Mozilla's VP of Technology Strategy, Sean White, writes:
I'm excited to announce the initial release of Mozilla's open source speech recognition model that has an accuracy approaching what humans can perceive when listening to the same recordings... There are only a few commercial quality speech recognition services available, dominated by a small number of large companies. This reduces user choice and available features for startups, researchers or even larger companies that want to speech-enable their products and services. This is why we started DeepSpeech as an open source project.
Together with a community of likeminded developers, companies and researchers, we have applied sophisticated machine learning techniques and a variety of innovations to build a speech-to-text engine that has a word error rate of just 6.5% on LibriSpeech's test-clean dataset. vIn our initial release today, we have included pre-built packages for Python, NodeJS and a command-line binary that developers can use right away to experiment with speech recognition.

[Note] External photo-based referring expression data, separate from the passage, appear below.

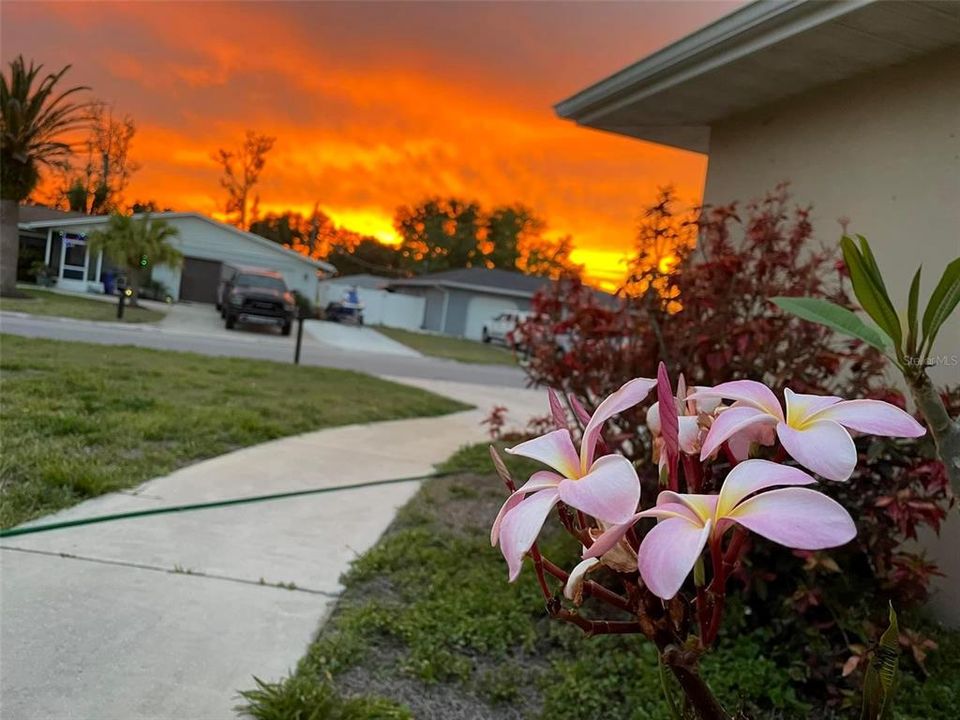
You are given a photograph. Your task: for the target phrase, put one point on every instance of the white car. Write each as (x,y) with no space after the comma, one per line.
(503,328)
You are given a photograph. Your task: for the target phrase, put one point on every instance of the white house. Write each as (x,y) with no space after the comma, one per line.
(855,103)
(206,245)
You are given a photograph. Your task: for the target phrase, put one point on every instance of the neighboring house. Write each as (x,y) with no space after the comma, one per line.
(206,245)
(380,305)
(461,302)
(856,104)
(33,243)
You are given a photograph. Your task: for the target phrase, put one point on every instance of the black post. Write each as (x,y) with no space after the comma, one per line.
(122,288)
(296,357)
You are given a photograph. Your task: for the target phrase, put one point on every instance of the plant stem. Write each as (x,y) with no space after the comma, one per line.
(683,666)
(945,431)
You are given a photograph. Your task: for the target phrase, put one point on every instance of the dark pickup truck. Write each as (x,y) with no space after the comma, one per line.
(258,297)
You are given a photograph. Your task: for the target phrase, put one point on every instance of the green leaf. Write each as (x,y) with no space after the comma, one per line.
(835,317)
(880,679)
(942,302)
(872,296)
(870,262)
(912,302)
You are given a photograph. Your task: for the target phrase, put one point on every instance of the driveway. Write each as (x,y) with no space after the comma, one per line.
(168,616)
(196,328)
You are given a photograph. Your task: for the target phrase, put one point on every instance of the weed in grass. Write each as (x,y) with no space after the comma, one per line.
(42,302)
(301,699)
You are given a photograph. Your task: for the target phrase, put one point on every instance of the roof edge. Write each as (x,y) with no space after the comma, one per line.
(742,32)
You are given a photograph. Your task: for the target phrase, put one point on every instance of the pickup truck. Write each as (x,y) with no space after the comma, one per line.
(258,297)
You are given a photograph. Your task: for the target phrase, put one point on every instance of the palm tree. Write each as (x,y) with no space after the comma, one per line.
(137,244)
(32,122)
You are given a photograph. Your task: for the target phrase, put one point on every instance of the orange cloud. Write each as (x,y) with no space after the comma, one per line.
(376,105)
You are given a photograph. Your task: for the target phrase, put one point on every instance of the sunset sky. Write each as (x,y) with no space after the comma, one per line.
(377,104)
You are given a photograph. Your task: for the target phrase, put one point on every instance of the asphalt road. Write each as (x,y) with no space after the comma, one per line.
(260,346)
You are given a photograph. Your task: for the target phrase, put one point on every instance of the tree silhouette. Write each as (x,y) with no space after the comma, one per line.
(33,120)
(241,172)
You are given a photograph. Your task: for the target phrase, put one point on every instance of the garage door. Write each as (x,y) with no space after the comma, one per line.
(482,310)
(199,279)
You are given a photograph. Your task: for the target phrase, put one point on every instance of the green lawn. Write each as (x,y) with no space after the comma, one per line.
(42,302)
(428,627)
(451,348)
(80,420)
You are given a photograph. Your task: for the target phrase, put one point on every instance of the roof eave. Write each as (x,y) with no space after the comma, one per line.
(732,37)
(463,286)
(100,219)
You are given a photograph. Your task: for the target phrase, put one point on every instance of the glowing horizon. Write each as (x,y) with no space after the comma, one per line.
(377,105)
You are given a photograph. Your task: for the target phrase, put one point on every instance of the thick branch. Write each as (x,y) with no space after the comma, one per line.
(596,627)
(945,431)
(590,588)
(683,666)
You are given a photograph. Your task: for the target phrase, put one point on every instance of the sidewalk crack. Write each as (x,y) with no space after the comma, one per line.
(175,570)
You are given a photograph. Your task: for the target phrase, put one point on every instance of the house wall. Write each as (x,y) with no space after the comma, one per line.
(204,240)
(884,151)
(379,306)
(454,318)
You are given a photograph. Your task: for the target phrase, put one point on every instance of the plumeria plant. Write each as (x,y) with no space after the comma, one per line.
(905,338)
(732,461)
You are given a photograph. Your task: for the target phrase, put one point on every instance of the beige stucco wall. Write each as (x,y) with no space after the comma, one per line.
(884,151)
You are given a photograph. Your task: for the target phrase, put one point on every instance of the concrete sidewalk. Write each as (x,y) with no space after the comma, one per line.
(169,616)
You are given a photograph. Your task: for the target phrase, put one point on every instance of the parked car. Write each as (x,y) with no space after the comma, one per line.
(506,328)
(348,310)
(258,297)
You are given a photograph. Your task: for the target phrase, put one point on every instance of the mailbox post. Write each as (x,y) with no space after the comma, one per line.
(122,293)
(301,315)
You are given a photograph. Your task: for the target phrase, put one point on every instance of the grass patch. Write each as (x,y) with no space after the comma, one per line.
(79,420)
(451,348)
(42,302)
(429,622)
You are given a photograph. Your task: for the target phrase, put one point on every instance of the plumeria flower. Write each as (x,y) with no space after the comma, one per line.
(797,517)
(619,558)
(690,431)
(814,430)
(606,488)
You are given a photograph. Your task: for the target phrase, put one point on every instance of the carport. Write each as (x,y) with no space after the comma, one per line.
(205,243)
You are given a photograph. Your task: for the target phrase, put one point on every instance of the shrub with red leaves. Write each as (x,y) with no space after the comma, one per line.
(705,312)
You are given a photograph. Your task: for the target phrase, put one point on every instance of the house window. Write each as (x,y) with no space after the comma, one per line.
(75,251)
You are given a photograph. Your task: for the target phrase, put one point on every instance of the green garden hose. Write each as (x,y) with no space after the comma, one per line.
(29,530)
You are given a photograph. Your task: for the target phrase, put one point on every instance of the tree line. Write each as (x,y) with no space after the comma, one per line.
(436,234)
(40,124)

The announcement also touts the release of nearly 400,000 recordings
-- downloadable by anyone -- as the first offering from Project Common Voice
, "the world's second largest publicly available voice dataset." It launched in July "to make it easy for people to donate their voices to a publicly available database, and in doing so build a voice dataset that everyone can use to train new voice-enabled applications." And while they've started with English-language recordings, "we are working hard to ensure that Common Voice will support voice donations in multiple languages beginning in the first half of 2018."
"We at Mozilla believe technology should be open and accessible to all, and that includes voice... As the web expands beyond the 2D page, into the myriad ways where we connect to the Internet through new means like VR, AR, Speech, and languages, we'll continue our mission to ensure the Internet is a global public resource, open and accessible to all."